Der Bau begann in der ersten Hälfte des 17. Jahrhunderts unter der Leitung des Baumeisters Miguel de Soria, der von dem bekannten Architekten Juan Gómez de Mora ausgebildet worden war. Das Kloster entstand aus einer wichtigen religiösen Initiative dieser Zeit und wurde schnell zu einem bedeutenden Konvent in der Stadt.

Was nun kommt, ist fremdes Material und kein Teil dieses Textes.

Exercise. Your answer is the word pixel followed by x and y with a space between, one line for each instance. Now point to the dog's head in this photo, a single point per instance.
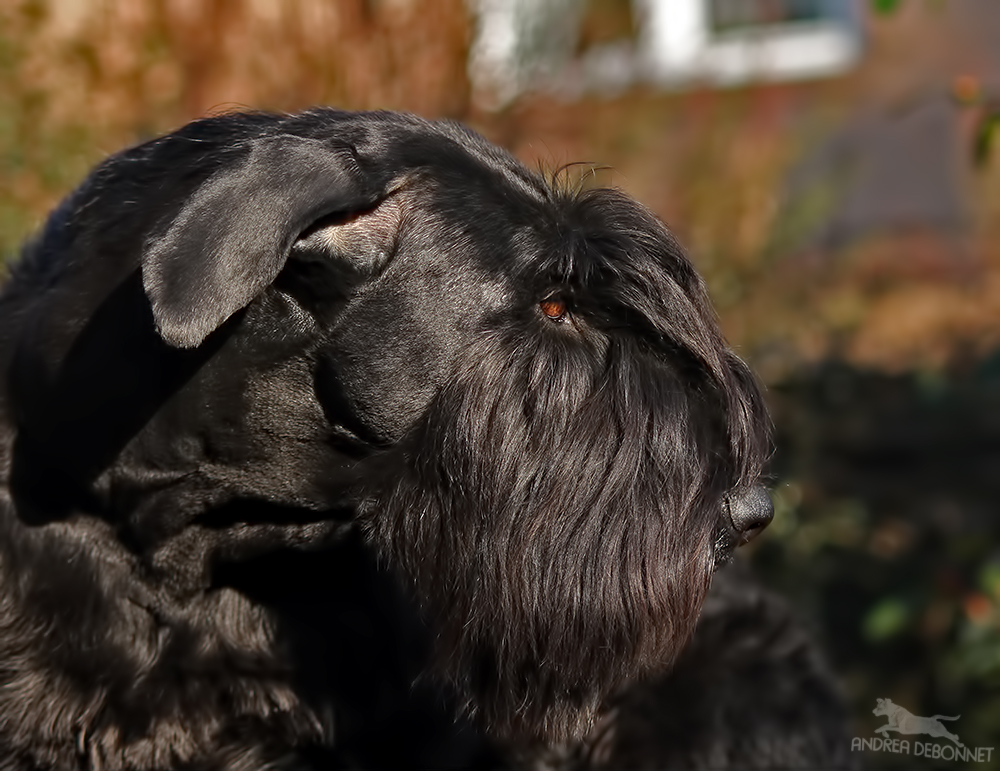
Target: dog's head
pixel 519 391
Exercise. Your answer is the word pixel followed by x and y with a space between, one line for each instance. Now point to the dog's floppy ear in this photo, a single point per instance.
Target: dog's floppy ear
pixel 233 235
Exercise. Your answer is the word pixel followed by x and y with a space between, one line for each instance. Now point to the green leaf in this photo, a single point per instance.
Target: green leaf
pixel 985 134
pixel 885 6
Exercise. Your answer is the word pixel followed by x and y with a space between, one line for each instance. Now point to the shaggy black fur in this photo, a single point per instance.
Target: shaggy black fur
pixel 259 369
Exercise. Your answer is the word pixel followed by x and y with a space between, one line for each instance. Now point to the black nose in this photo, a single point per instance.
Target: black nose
pixel 751 510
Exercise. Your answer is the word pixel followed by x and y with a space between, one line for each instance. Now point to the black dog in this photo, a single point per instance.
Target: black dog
pixel 247 360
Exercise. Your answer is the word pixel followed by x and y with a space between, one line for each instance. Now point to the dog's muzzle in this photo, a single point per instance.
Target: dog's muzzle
pixel 750 511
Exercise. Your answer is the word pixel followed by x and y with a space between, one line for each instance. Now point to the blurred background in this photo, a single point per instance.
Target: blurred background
pixel 829 164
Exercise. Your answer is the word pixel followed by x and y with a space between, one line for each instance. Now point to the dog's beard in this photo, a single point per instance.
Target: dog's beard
pixel 556 512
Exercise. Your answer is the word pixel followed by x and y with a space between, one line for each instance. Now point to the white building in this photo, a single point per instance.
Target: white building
pixel 531 44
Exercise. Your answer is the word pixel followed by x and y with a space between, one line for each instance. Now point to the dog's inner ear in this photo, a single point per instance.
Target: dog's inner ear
pixel 361 241
pixel 234 233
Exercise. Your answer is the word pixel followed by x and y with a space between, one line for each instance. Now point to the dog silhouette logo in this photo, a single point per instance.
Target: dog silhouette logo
pixel 901 721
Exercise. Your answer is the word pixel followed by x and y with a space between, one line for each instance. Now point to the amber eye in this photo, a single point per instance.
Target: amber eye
pixel 553 308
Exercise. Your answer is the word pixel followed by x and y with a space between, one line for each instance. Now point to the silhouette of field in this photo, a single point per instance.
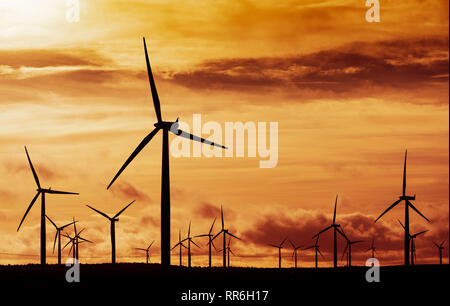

Das Kloster ist der Jungfrau Maria geweiht und hat im Inneren einen beeindruckenden Altaraufsatz mit Gemälden, die religiöse Szenen darstellen. Die Nonnen, die hier leben, prägen das tägliche Leben des Ortes mit ihren Gebeten und Routinen.
Das Kloster befindet sich auf dem Platz Conde de Miranda im historischen Zentrum von Madrid und ist zu Fuß leicht zu erreichen. Besucher sollten mit angemessener Kleidung kommen und bedenken, dass dies ein aktives religiöses Zentrum ist, in dem Ruhe und Respekt erforderlich sind.
Der Name des Klosters stammt von einem Gemälde der Jungfrau Maria, das in einer Kohlelagerstätte gefunden wurde, weshalb es den Namen Carboneras erhielt. Dieses ungewöhnliche Fundstück prägt bis heute die Identität des Ortes und seiner Geschichte.